Er war sich noch immer nicht ganz sicher, und diese erste Schrecksekunde merkte man ihm wohl auch durchaus an, als er dann seinem Gastgeber antwortete. “Es wäre mir eine sehr große Ehre, wenn du mein Patron werden würdest“, riet er einfach mal ins Blaue, dass das nun ein tatsächliches Angebot gewesen war, sein Patron zu sein. Aber wenn man keine Ahnung hatte, musste man ja wenigstens so überzeugend auftreten, als hätte man welche. “Ich werde mich auch immer bemühen, dass ich mich deiner Hilfe dann als wert erweisen kann.“ Atticus hatte keine Ahnung, ob es bei der Annahme eines Patronats noch etwas zu versprechen oder zu sagen gab. Für einen winzigen Augenblick warf er einen fast hilfesuchenden Blick seiner Mutter zu, ehe er sich daran erinnerte, dass er ja nun ein Mann war.

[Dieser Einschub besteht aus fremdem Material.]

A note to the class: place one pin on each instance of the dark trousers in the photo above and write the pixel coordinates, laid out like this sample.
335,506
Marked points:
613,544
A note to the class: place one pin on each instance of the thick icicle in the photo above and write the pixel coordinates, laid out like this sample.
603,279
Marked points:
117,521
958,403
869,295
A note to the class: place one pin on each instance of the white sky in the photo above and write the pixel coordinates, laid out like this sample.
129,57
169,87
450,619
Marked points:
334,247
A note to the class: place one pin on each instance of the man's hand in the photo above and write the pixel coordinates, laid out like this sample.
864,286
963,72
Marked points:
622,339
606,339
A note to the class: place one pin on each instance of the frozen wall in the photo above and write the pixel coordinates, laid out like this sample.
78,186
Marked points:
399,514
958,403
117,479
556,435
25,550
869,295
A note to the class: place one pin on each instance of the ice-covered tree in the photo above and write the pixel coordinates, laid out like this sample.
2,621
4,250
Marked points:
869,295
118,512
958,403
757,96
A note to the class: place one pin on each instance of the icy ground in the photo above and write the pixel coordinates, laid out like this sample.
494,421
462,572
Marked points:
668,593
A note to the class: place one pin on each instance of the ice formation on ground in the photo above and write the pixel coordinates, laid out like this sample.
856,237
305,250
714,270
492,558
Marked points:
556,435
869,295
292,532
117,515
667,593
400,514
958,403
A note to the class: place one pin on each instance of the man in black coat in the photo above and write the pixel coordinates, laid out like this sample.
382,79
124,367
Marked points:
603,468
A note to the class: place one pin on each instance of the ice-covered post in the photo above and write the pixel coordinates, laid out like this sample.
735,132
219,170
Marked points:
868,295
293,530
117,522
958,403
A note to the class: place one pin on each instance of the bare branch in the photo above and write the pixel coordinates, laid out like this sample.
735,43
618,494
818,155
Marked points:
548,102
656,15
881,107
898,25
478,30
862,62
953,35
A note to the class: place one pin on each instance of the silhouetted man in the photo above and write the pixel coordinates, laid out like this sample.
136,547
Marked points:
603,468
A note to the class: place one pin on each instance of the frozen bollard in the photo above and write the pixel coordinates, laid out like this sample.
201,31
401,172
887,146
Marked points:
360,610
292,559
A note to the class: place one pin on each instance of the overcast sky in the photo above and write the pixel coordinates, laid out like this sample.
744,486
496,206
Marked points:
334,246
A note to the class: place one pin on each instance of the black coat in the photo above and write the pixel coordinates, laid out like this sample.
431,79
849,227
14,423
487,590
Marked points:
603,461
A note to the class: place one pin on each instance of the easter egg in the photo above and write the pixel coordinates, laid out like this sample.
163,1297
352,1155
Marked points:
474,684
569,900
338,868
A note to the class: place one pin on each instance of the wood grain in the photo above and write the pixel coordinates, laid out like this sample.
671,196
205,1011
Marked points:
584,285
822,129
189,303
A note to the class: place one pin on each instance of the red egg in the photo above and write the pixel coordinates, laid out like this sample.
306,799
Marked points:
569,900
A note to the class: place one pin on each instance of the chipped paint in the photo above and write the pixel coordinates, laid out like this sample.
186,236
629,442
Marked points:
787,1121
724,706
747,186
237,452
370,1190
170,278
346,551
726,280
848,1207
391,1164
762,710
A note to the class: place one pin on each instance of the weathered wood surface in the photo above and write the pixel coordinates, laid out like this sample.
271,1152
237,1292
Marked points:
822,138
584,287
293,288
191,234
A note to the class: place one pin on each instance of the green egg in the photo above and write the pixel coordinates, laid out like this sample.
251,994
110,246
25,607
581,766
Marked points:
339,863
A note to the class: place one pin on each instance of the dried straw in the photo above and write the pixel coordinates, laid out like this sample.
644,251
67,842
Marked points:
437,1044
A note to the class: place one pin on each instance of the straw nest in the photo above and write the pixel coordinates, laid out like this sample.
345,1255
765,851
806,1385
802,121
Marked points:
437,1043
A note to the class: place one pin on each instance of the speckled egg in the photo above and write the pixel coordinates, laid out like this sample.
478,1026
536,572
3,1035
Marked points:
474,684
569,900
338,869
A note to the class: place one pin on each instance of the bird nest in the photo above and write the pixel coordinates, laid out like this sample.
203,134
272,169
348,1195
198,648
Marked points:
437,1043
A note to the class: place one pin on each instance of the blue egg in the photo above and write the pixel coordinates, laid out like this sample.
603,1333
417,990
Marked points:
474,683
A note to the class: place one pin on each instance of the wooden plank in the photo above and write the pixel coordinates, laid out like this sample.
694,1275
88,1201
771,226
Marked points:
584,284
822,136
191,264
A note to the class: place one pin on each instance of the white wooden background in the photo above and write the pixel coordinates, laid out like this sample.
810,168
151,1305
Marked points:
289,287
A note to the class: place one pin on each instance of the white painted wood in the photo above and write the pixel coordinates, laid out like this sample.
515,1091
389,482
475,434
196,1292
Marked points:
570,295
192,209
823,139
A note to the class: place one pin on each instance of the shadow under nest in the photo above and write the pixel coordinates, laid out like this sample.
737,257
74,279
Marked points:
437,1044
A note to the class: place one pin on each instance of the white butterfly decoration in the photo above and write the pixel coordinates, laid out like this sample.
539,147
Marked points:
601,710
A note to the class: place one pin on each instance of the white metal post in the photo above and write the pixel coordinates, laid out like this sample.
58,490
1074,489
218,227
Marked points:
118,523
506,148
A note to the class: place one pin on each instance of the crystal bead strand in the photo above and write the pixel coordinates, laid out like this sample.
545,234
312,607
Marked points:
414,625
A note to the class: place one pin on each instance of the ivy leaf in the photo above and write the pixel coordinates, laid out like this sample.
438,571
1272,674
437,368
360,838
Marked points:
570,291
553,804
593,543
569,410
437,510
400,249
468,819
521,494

Wenn auch erst seit diesem Jahr. Und als Mann musste er da alleine durch. Da konnte man nicht nach seiner Mama rufen.
Also gab er – ganz Mann – einfach zu, dass er keine Ahnung hatte. “Ich weiß nicht... muss man da noch etwas sagen? Du bist mein erster Patron. Ich will alles richtig machen und nichts vergessen.“ -
Macer hatte nicht unbedingt damit gerechnet, dass hier so schnell Nägel mit Köpfen gemacht wurden, aber wenn der junge Pompeius hier gleich so freudig zusagte, wollte er sich sicher nicht wehren. Wenn er zögerte und wartete, würden seine Gäste womöglich eines Tages noch herausbekommen, dass Macer noch andere Klienten hatte, die auch auf den Ritterring warteten und dass ein Consular als Patron keineswegs eine Garantie für schnellen Erfolg war. "Es ist mir eine Freude, dein Patron sein zu dürfen", antwortete er daher mit freundlichem Lächeln und festem Blick. "Und du brauchst auch keine rituelle Formel aufsagen und auch keinen Vertrag zu unterzeichnen. Ist ja schließlich ein Patronat und kein Handel oder eine Sklavenfreilassung. Und ich hoffe, dass du nicht allzu bald schon einen zweiten Patron brauchst", kommentierte er dann noch die letzte Bemerkung mit einem Augenzwinkern. "Aber wenn du dich benimmst, sollte das zumindest von meiner Seite aus kein Problem sein. Ich werfe ziemlich selten Klienten raus", versprach er dann noch.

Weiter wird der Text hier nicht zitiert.